Apoptosis-inducing Factor (AIF) and Its Family Member Protein, AMID, Are Rotenone-sensitive NADH:Ubiquinone Oxidoreductases (NDH-2)

Abstract

Apoptosis-inducing factor (AIF) and AMID (AIF-homologous mitochondrion-associated inducer of death) are flavoproteins. Although AIF was originally discovered as a caspase-independent cell death effector, bioenergetic roles of AIF, particularly relating to complex I functions, have since emerged. However, the role of AIF in mitochondrial respiration and redox metabolism has remained unknown. Here, we investigated the redox properties of human AIF and AMID by comparing them with yeast Ndi1, a type 2 NADH:ubiquinone oxidoreductase (NDH-2) regarded as alternative complex I. Isolated AIF and AMID containing naturally incorporated FAD displayed no NADH oxidase activities. However, after reconstituting isolated AIF or AMID into bacterial or mitochondrial membranes, N-terminally tagged AIF and AMID displayed substantial NADH:O₂ activities and supported NADH-linked proton pumping activities in the host membranes almost as efficiently as Ndi1. NADH:ubiquinone-1 activities in the reconstituted membranes were highly sensitive to 2-n-heptyl-4-hydroxyquinoline-N-oxide (IC₅₀ = ∼1 μm), a quinone-binding inhibitor. Overexpressing N-terminally tagged AIF and AMID enhanced the growth of a double knock-out Escherichia coli strain lacking complex I and NDH-2. In contrast, C-terminally tagged AIF and NADH-binding site mutants of N-terminally tagged AIF and AMID failed to show both NADH:O₂ activity and the growth-enhancing effect. The disease mutant AIFΔR201 showed decreased NADH:O₂ activity and growth-enhancing effect. Furthermore, we surprisingly found that the redox activities of N-terminally tagged AIF and AMID were sensitive to rotenone, a well known complex I inhibitor. We propose that AIF and AMID are previously unidentified mammalian NDH-2 enzymes, whose bioenergetic function could be supplemental NADH oxidation in cells.

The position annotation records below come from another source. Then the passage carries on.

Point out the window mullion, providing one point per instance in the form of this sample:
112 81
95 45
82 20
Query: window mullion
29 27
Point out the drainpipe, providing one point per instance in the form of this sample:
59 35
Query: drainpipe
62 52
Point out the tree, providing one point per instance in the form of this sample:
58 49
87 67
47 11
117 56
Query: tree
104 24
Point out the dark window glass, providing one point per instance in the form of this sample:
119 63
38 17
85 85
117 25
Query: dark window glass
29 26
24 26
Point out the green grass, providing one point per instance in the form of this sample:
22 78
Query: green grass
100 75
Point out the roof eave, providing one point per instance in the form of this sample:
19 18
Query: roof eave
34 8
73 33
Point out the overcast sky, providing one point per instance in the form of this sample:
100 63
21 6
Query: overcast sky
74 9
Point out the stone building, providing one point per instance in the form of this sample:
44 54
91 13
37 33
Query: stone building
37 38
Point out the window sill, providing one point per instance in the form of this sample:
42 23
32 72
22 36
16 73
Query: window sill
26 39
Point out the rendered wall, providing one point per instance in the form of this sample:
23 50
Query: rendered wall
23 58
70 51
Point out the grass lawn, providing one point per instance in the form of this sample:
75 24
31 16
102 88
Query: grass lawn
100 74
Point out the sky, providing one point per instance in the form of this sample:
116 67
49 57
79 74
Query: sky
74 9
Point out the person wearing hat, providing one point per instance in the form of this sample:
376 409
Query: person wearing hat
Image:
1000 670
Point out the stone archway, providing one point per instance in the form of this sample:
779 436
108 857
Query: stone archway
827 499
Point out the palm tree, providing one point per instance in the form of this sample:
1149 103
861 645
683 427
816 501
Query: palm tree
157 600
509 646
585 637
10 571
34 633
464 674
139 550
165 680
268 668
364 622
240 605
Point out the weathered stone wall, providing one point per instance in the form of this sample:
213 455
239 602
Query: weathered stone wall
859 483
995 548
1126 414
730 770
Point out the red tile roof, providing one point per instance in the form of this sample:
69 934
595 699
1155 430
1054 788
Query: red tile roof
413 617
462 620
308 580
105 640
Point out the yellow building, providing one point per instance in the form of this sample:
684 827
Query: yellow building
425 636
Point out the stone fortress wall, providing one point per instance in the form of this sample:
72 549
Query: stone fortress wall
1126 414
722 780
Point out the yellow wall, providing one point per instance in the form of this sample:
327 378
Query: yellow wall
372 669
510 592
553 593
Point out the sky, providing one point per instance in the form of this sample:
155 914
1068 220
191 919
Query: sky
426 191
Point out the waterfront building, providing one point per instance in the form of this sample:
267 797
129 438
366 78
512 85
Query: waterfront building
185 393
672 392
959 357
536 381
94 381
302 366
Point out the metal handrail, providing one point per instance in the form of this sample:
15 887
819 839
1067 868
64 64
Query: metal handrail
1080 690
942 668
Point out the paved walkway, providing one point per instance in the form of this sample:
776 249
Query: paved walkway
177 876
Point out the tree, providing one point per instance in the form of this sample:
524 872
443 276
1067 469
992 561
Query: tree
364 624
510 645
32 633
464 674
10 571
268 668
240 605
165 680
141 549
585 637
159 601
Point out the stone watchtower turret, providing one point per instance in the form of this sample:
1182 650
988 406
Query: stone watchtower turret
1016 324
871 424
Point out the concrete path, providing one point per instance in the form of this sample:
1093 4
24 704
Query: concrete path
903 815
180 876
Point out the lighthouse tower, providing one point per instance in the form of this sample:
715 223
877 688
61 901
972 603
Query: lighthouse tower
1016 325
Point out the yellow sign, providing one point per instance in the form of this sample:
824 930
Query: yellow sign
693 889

Keywords: apoptosis; apoptosis-inducing factor; complex I; mitochondrial metabolism; mitochondrial respiratory chain complex; nicotinamide adenine dinucleotide (NADH); rotenone; ubiquinone.

FIGURE 1.

A, phylogenic tree of AIF/AMID proteins and type 2 NADH:quinone oxidoreductases. (The sequences used are as follow: Arabidopsis thaliana (A.t.), AMID (NP_563783); C. elegans (C.e.), Wah-1 (NP_499564); Drosophila melanogaster (D.m.), AIF (NP_001259907); E. coli (E.c.), Ndh (NP_415627); Homo sapiens (H.s.), AIF (NP_001124318); H. sapiens, AMID (NP_001185625); Mus musculus (M.m.), AIF (NP_001277293); M. musculus, AMID (NP_001034283); S. cerevisiae (S.c.), Ndi1 (NP_013586); S. cerevisiae, Nde1 (NP_013865); S. cerevisiae, AIF (NP_014472); and Y. lipolytica (Y.l.), Nde1 (XP_504691). B, NADH-O₂ activities of wild-type, ΔnuoB, Δndh, and Ndi1- or AMID-overexpressed membranes in Δndh in the presence (solid bars) or absence (open bars) of piericidin A. 5 μl of membrane vesicles were used for the assay. Values are shown as means ± S.D. (n = 3).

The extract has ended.